In September14, when oil was $100 and INR 61, if a poll was conducted about the level of INR should oil fall to $50, an overwhelming majority would have suggested INR at 50-55 in our opinion.
12thJanuary15 : Oil is $50 but INR is 62. Is this a paradox or has something changed ?
On discussing this with economists & experts, one reason cited was the strength of US$.
The fallacy in the US$ strength argument
A $50 fall in oil prices equals a saving of 2.5% of GDP in CAD as against CAD of 1.9%, 1.1% and 1.3% (as % of GDP) in the previous three quarters of CY14 respectively. These savings are so real and so massive, that they have the potential to alter the USD/INR demand supply equation on a sustainable basis. In view of this, the indirect impact of strength of USD, if any, should be moderate and temporary in our opinion.

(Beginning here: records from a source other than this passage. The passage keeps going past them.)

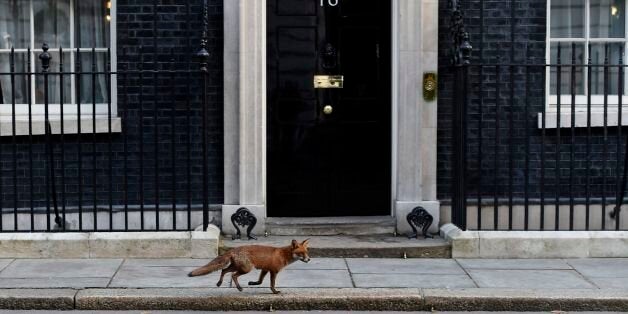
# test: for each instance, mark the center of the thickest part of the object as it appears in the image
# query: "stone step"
(328, 226)
(372, 246)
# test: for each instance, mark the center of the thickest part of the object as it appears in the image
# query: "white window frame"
(597, 101)
(70, 112)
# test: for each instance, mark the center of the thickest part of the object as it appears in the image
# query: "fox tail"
(217, 263)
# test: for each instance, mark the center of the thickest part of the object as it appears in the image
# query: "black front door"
(329, 148)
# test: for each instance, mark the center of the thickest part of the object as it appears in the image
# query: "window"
(600, 24)
(67, 24)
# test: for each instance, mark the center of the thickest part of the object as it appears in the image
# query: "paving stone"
(55, 283)
(610, 283)
(529, 279)
(431, 266)
(54, 268)
(513, 264)
(601, 267)
(35, 299)
(163, 277)
(166, 262)
(303, 279)
(252, 299)
(412, 281)
(320, 263)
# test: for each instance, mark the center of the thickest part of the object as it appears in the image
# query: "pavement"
(323, 284)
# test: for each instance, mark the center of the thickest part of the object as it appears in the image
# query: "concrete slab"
(601, 267)
(140, 244)
(303, 279)
(610, 283)
(56, 268)
(347, 299)
(529, 279)
(37, 299)
(55, 283)
(44, 245)
(412, 281)
(513, 263)
(204, 244)
(163, 277)
(4, 263)
(404, 266)
(320, 263)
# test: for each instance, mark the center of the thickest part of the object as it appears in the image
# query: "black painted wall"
(177, 32)
(493, 43)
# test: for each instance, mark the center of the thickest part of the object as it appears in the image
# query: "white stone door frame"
(415, 51)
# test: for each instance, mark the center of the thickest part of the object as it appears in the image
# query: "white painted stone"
(597, 119)
(139, 244)
(44, 245)
(402, 210)
(428, 163)
(258, 210)
(205, 243)
(70, 125)
(532, 244)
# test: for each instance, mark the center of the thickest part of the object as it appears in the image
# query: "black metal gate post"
(50, 174)
(461, 52)
(203, 58)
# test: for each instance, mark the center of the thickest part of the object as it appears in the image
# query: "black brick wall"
(135, 28)
(495, 47)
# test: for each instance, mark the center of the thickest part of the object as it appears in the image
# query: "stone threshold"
(535, 244)
(341, 299)
(183, 244)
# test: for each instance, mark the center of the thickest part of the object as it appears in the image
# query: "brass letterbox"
(328, 81)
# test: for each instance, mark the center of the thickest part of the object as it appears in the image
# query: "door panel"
(338, 163)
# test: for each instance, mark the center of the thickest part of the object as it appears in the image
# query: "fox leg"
(261, 278)
(223, 272)
(235, 276)
(273, 276)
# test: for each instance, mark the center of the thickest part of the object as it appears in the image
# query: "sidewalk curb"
(37, 299)
(397, 299)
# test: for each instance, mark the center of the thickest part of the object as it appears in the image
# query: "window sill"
(70, 126)
(597, 119)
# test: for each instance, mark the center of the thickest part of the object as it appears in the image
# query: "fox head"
(299, 251)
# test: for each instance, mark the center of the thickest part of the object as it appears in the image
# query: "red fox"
(241, 260)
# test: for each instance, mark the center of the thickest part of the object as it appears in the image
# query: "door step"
(328, 226)
(373, 246)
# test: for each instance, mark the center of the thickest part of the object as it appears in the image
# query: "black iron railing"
(132, 158)
(539, 146)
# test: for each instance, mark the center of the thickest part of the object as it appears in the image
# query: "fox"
(242, 260)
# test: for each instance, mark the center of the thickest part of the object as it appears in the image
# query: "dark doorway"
(329, 148)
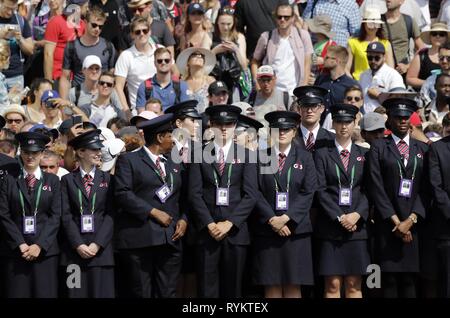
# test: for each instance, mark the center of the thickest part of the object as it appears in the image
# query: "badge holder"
(405, 189)
(29, 224)
(163, 193)
(345, 197)
(222, 196)
(87, 223)
(281, 201)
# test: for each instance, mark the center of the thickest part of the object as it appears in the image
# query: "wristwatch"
(413, 218)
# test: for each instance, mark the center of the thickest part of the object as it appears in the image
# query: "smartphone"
(76, 119)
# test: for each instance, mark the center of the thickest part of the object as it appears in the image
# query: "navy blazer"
(439, 170)
(384, 182)
(302, 186)
(242, 193)
(71, 186)
(327, 226)
(47, 217)
(136, 182)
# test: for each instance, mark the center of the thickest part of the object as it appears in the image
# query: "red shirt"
(60, 33)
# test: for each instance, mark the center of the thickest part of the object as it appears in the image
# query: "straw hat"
(210, 59)
(372, 15)
(435, 27)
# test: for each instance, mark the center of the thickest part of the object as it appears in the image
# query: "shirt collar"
(397, 139)
(37, 173)
(340, 148)
(305, 131)
(286, 152)
(153, 157)
(91, 173)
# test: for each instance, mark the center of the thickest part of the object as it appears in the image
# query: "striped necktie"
(345, 156)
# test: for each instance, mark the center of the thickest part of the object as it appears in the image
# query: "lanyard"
(289, 181)
(230, 167)
(94, 197)
(414, 170)
(339, 175)
(38, 199)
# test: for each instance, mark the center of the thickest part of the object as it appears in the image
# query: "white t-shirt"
(136, 67)
(385, 79)
(285, 67)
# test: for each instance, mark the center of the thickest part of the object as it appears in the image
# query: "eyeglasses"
(226, 10)
(160, 61)
(140, 31)
(355, 98)
(103, 83)
(17, 121)
(375, 58)
(265, 79)
(95, 25)
(441, 34)
(284, 17)
(47, 167)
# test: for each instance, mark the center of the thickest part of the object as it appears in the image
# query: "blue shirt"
(345, 17)
(166, 94)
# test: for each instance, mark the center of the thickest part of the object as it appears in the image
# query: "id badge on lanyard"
(29, 224)
(87, 223)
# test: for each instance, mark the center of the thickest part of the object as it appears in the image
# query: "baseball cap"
(91, 60)
(265, 71)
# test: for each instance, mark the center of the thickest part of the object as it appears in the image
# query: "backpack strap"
(148, 88)
(286, 100)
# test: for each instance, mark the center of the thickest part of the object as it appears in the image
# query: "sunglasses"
(47, 167)
(373, 58)
(284, 17)
(103, 83)
(441, 34)
(17, 121)
(355, 98)
(95, 25)
(160, 61)
(140, 31)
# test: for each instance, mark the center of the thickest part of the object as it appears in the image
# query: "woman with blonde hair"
(195, 64)
(195, 28)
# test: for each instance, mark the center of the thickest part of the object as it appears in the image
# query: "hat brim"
(426, 35)
(317, 29)
(182, 60)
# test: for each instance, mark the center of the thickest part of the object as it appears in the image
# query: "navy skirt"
(282, 260)
(343, 258)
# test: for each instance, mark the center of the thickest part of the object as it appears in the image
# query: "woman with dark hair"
(229, 46)
(33, 109)
(370, 31)
(195, 29)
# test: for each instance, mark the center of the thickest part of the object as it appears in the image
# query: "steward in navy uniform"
(246, 132)
(149, 225)
(186, 120)
(396, 168)
(8, 165)
(30, 211)
(310, 100)
(87, 221)
(344, 208)
(281, 225)
(439, 170)
(222, 193)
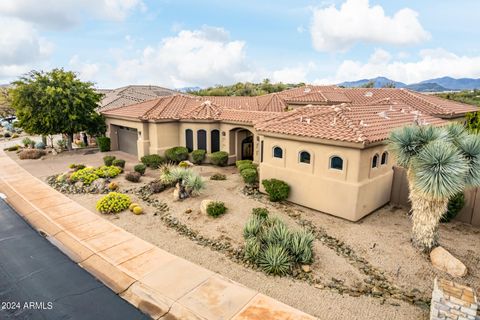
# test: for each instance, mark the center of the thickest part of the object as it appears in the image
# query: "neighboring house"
(327, 143)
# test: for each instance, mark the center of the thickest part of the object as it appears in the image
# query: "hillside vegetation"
(245, 89)
(467, 96)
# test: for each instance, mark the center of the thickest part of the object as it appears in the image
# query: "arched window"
(277, 152)
(384, 158)
(375, 161)
(336, 163)
(189, 140)
(202, 140)
(304, 157)
(215, 140)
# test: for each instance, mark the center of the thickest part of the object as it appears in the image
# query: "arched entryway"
(241, 142)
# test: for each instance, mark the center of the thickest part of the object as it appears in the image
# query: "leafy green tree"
(440, 163)
(55, 102)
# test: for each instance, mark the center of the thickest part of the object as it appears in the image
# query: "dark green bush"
(198, 156)
(132, 176)
(219, 158)
(249, 176)
(153, 161)
(108, 160)
(260, 212)
(103, 144)
(140, 168)
(277, 190)
(240, 162)
(176, 154)
(218, 176)
(455, 204)
(216, 208)
(119, 163)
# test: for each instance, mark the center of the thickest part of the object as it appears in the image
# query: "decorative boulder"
(204, 205)
(445, 261)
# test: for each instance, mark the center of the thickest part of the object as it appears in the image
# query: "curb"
(158, 283)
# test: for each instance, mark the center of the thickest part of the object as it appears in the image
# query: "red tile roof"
(351, 123)
(367, 116)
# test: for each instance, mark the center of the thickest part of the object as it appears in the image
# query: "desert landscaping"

It is therefore surprising that the INR has actually depreciated by 4% v/s US$ in this period.
A possible explanation
The fall in oil price is not only a recent one but a sharp one too. Consequently, the quarterly average prices are falling with a lag. Further, India's oil imports enjoy nearly a six week credit period, which implies that the effective price for India on cash basis will fall sharply in Jan-Mar15 and Apr-Jun15 quarters.